Pablo Picasso, Andy Warhol, Henry Moore, Raoul Dufy and John Piper are amongst many of the leading artist’s who produced artist’s textiles through the 20th century spanning from Fauvism, Cubism, Surrealism through to Abstraction and Pop Art. Yet although the general populace knows their art works well, a much lesser proportion are aware of their work in the textile sphere helping to furnish and decorate people’s homes.
Particularly after the Second World War there was a need for a new way and interpretation of life to be able to bring together both the unfamiliar and accessible, and artist’s textiles such as scarves, dresses, wall hangings and curtains served as a creative vehicle and a reachable way of bringing these artist’s work to a wider audience.
One of the first collaborations was brought about by two Czech refugees, Zika and Lida Ascher, who arrived in London in 1933. By 1942 they had set up Ascher Ltd. and they started to commission leading artists of the day, including Henri Matisse, Graham Sutherland, John Piper and Duncan Grant, to produce limited edition screen-printed textiles, producing scarves and fashion fabrics and examples were included in the Britain Can Make It exhibition in 1946 and one design was even worn by Princess Elizabeth on the Royal Tour of 1947.

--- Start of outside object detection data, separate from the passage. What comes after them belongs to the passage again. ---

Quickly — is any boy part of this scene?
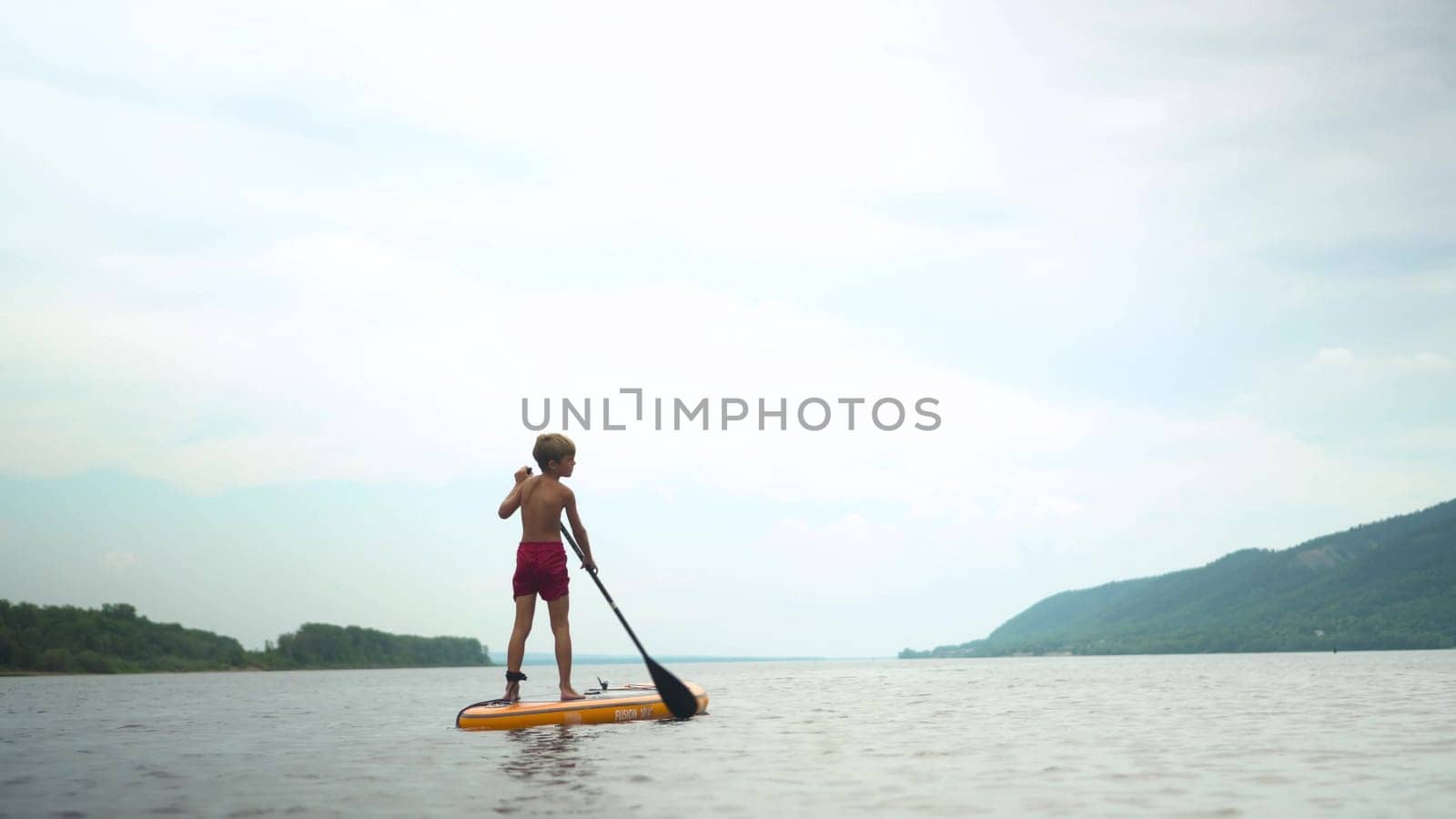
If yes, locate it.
[500,433,597,703]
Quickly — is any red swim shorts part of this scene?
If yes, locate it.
[511,541,571,602]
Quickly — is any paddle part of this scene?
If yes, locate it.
[561,523,697,720]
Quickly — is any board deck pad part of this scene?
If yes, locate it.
[456,682,708,730]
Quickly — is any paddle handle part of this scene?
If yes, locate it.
[559,523,652,663]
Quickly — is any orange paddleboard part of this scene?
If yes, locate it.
[456,681,708,730]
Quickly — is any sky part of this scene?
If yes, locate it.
[0,2,1456,659]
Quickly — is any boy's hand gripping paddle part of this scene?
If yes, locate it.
[561,523,697,720]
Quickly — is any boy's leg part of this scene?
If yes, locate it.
[504,594,536,700]
[546,594,585,700]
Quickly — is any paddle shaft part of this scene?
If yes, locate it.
[561,523,652,662]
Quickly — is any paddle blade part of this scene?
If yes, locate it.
[643,657,697,720]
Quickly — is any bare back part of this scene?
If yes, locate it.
[521,475,575,542]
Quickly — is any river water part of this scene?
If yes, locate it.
[0,652,1456,816]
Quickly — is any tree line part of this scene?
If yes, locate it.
[0,599,490,673]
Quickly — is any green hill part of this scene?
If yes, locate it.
[900,490,1456,659]
[0,601,490,673]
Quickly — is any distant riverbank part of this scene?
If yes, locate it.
[0,601,493,676]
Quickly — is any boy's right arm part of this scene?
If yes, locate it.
[498,466,531,521]
[562,487,597,574]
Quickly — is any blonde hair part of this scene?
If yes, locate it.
[531,433,577,472]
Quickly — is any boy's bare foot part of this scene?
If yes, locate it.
[500,669,526,703]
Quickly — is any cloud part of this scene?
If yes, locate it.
[100,552,136,571]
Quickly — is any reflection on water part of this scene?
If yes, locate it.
[500,726,592,783]
[0,652,1456,817]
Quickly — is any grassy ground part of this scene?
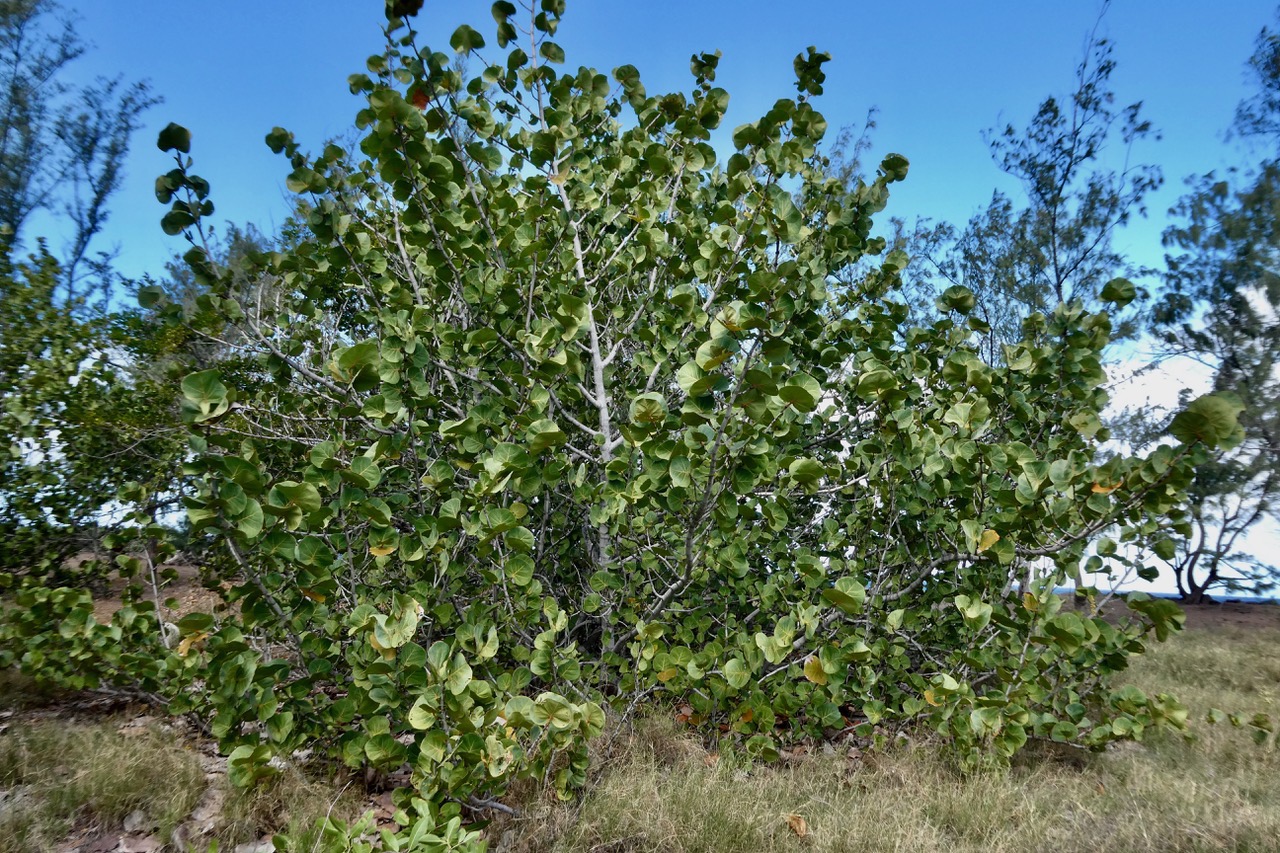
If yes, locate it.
[493,617,1280,853]
[0,675,358,853]
[0,607,1280,853]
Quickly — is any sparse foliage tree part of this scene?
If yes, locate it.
[909,28,1161,362]
[1152,13,1280,602]
[0,0,159,295]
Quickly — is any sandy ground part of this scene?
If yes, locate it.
[1181,601,1280,630]
[93,565,221,624]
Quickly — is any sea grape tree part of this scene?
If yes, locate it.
[143,0,1233,844]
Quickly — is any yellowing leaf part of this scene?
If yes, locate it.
[804,656,827,684]
[787,815,809,838]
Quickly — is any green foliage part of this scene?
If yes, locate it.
[2,0,1239,849]
[0,247,183,588]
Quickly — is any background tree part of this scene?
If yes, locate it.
[908,25,1161,362]
[0,0,159,295]
[0,0,178,580]
[1152,11,1280,602]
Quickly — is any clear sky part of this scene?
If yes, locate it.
[31,0,1280,596]
[33,0,1275,285]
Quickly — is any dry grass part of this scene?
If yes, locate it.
[490,617,1280,853]
[0,717,360,853]
[0,614,1280,853]
[0,720,205,853]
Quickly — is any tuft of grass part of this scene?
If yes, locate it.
[0,720,205,853]
[215,772,361,853]
[489,617,1280,853]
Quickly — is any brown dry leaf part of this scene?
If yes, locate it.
[787,815,809,838]
[115,835,164,853]
[804,654,827,685]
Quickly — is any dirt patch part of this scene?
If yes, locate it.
[1181,601,1280,631]
[93,565,223,624]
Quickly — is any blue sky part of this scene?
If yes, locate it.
[33,0,1275,285]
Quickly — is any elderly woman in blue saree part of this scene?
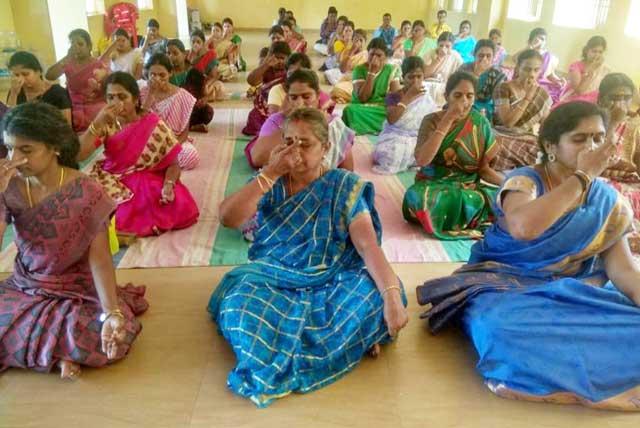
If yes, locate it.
[209,108,408,407]
[417,102,640,411]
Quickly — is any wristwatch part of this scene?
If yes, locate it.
[98,309,125,322]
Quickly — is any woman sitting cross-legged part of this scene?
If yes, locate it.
[79,72,199,236]
[0,102,148,379]
[418,102,640,411]
[424,31,462,106]
[402,71,503,239]
[460,39,507,122]
[140,54,200,170]
[244,69,355,171]
[373,56,437,174]
[493,49,553,171]
[7,51,71,124]
[598,73,640,253]
[209,108,408,407]
[242,42,291,135]
[559,36,611,108]
[45,28,109,132]
[342,37,400,135]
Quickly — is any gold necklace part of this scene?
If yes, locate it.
[27,167,64,208]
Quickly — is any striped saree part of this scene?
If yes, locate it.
[209,169,404,407]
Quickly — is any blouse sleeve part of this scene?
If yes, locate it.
[416,113,438,152]
[42,85,71,110]
[496,175,538,211]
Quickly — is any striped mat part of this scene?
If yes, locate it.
[0,109,472,272]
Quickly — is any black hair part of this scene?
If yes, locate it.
[69,28,93,49]
[284,69,320,93]
[0,101,80,169]
[269,42,291,56]
[103,72,141,99]
[144,53,173,73]
[402,56,424,77]
[473,39,496,56]
[189,28,207,42]
[582,36,607,61]
[529,27,547,43]
[269,25,284,37]
[438,31,456,43]
[538,101,608,160]
[287,52,311,69]
[353,28,367,42]
[516,49,544,72]
[598,73,636,105]
[7,51,42,73]
[367,37,388,55]
[167,39,187,53]
[458,19,473,30]
[411,19,427,29]
[444,71,478,98]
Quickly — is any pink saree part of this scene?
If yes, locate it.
[91,113,200,236]
[0,176,148,372]
[64,60,109,132]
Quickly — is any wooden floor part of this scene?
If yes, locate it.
[0,33,640,428]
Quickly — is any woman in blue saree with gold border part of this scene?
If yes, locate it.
[417,102,640,411]
[209,108,408,407]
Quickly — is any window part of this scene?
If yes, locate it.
[553,0,611,29]
[137,0,153,10]
[85,0,105,15]
[507,0,542,22]
[624,0,640,39]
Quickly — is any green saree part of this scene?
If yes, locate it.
[342,64,400,135]
[402,110,498,240]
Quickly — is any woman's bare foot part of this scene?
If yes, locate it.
[369,343,382,358]
[191,123,209,134]
[58,361,82,380]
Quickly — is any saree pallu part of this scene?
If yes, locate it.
[492,82,552,171]
[342,64,399,135]
[460,62,507,122]
[140,86,199,171]
[242,69,287,135]
[208,169,404,407]
[538,51,564,104]
[452,36,476,63]
[64,60,109,132]
[402,110,497,240]
[91,113,199,236]
[556,61,611,105]
[0,176,148,372]
[373,94,437,174]
[417,168,640,410]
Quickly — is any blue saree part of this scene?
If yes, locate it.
[417,168,640,411]
[208,169,404,407]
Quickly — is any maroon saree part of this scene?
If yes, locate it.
[0,176,148,372]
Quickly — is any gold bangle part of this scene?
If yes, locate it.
[380,285,402,297]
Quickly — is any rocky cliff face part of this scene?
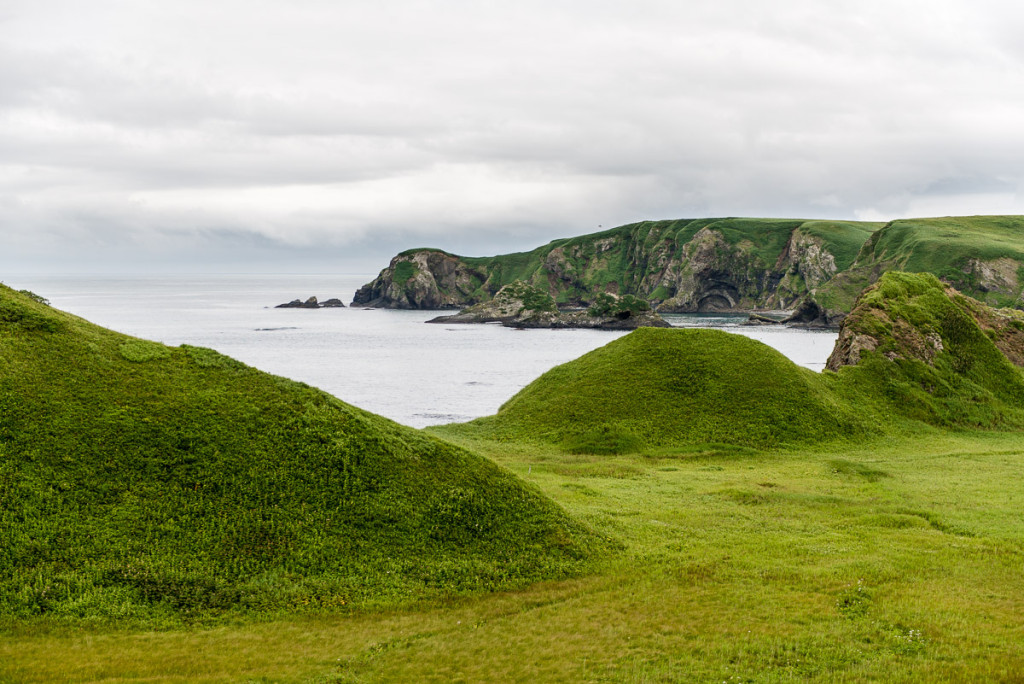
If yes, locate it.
[352,250,487,309]
[427,281,671,330]
[353,216,1024,327]
[825,271,1024,371]
[353,219,866,312]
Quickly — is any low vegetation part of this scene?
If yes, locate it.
[0,282,603,626]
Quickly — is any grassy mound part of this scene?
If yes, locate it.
[814,216,1024,311]
[474,329,876,454]
[0,286,596,623]
[828,271,1024,428]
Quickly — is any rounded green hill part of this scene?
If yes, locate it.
[477,329,867,454]
[0,286,597,622]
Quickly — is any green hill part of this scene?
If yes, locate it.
[462,329,876,454]
[0,286,596,622]
[814,216,1024,311]
[454,272,1024,454]
[828,271,1024,429]
[353,218,882,311]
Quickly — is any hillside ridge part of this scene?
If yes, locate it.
[353,216,1024,326]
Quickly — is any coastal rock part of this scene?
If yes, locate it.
[742,313,782,326]
[781,297,846,330]
[274,297,344,309]
[427,281,670,330]
[353,218,881,312]
[825,271,1024,371]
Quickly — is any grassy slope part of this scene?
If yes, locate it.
[467,329,878,453]
[836,271,1024,429]
[460,218,882,301]
[0,432,1024,683]
[0,277,1024,682]
[0,286,592,623]
[815,216,1024,310]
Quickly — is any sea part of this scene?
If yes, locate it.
[4,273,837,428]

In the 1950s many manufacturers had caught onto the mood of collaborating with artists to produce innovative designs for their works, and such joint ventures included Eduardo Paolozzi working with Edinburgh Weavers, John Piper and David Whitehead Ltd., and Lucienne Day with Heals. Whilst on the other side of the Atlantic Fuller Fabrics of New York could be found working alongside Pablo Picasso, Marc Chagall and Joan Miró. By the 1960s bold experiments were taking place, none more so than with Andy Warhol soup can dresses and food themed prints.
Historically this sphere within artist’s work has often been overlooked and much maligned, but recently this historiography has been re-examined and its importance within the cultural design sphere is started to be accepted as significant, in allowing a re-fashioning both of individual identities and to a certain point national identities within the Post-War era. Bringing artist’s textiles to a larger market place allowed ordinary people to engage on a personal level with artist’s work. With this re-contextualisation prices within the commercial sector have started to steadily rise and what was once considered an unimportant off-cut of an artist’s oeuvre is now a much-loved piece of mid-century design.